Before I surrendered my heart to Christ on February 22nd, 2009, I truly thought I loved my ex more than anyone. I believed that because I felt such intense burning desire for him, thought about him often, and wanted to see him all the time, I loved him.

This wasn’t love. I was like a human leech, sucking whatever I could out of my ex because it pleased MY flesh. It made ME feel good. I was addicted to him, not in love with him, because like a drug, he gave my flesh a good high.

But after giving my heart to Jesus, things changed. I’ve been married for almost four years (September 10th <3), and hubby and I don't fight anymore. I mention this first because in so many worldly relationships fights are natural and usually often. Outbursts of wrath is a fruit of the flesh. You get upset because in that moment, your boyfriend isn’t making YOU happy. Your Self acts out because it’s currently not getting a good high.

But with hubby, now of there’s ever any tension, one of us lovingly submits, and the one who was thinking selfishly at the moment quickly repents and there is immediate peace, which is a fruit of the Holy Spirit.

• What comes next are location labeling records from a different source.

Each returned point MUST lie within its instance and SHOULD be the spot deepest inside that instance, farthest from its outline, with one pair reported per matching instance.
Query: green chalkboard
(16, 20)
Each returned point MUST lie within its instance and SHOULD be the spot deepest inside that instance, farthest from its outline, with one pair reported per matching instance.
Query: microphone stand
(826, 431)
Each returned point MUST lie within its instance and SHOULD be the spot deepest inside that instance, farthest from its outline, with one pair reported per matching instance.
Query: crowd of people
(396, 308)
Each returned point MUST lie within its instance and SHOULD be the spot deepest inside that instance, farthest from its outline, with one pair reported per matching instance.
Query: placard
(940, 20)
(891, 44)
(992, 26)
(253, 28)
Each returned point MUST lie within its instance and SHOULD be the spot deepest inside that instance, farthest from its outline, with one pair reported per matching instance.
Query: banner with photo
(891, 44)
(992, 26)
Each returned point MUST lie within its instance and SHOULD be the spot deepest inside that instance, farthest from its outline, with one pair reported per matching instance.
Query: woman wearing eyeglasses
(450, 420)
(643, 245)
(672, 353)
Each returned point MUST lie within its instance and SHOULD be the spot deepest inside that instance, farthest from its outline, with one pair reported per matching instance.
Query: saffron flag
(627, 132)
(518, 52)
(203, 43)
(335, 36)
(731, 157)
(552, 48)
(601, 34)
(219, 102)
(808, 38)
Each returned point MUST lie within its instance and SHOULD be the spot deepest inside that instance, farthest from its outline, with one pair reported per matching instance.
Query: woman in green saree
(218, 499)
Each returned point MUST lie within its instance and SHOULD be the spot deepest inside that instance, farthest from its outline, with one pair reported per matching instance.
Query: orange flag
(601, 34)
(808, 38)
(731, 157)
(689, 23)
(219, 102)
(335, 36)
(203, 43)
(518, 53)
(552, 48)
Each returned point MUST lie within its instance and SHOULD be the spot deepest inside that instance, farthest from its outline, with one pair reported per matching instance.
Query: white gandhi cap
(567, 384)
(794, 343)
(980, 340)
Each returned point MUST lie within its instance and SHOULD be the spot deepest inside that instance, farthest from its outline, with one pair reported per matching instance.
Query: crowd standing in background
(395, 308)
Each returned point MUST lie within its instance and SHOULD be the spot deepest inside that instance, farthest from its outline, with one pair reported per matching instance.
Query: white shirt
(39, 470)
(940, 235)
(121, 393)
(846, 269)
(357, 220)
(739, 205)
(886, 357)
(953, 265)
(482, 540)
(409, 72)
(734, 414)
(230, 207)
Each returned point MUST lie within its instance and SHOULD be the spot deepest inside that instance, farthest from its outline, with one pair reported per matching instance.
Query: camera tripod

I give in to him, he gives in to me, and without a fight. We just lovingly give ourselves and this evades conflict. It’s not all about what I want to do and it’s not all about what Jonathan wants to do. We understand one another and are 99% of the time, gentle toward each other, which is another fruit of the Holy Spirit.

But the fruit of the Spirit is love, joy, peace, longsuffering, kindness, goodness, faithfulness, gentleness, self-control. Against such there is no law. (‭Galatians‬ ‭5‬:‭22-23‬ NKJV)

When two people have the Holy Spirit, and are letting Him lead, this is the outcome. Real love doesn’t have moments of feeling good, it is good. Sacrifice isn’t this painful, horrible notion that is never even conceived of. Sacrifice is given freely because we seek the well-being and benefit of the other—not ourself.

It’s extremely tragic when Christians are in worldly relationships. It begs the question: do you really have the Holy Spirit in you, because the fruits of your relationship are fleshly. They look just like the world, except maybe they attend a weekly service or two together.

My prayer is that Christians in a worldly relationship will repent. It will certainly hurt their selfish flesh, because the relationship can be so pleasing to it at times, but in the long run, they’ll spare not only their souls from judgement (because being in sinful and hurtful relationships isn’t pleasing to God), but will be free to experience true love, agape love. And when you begin loving someone in a Christ-like way, and he or she loves you likewise, you’ll understand what you’ve been missing all this time.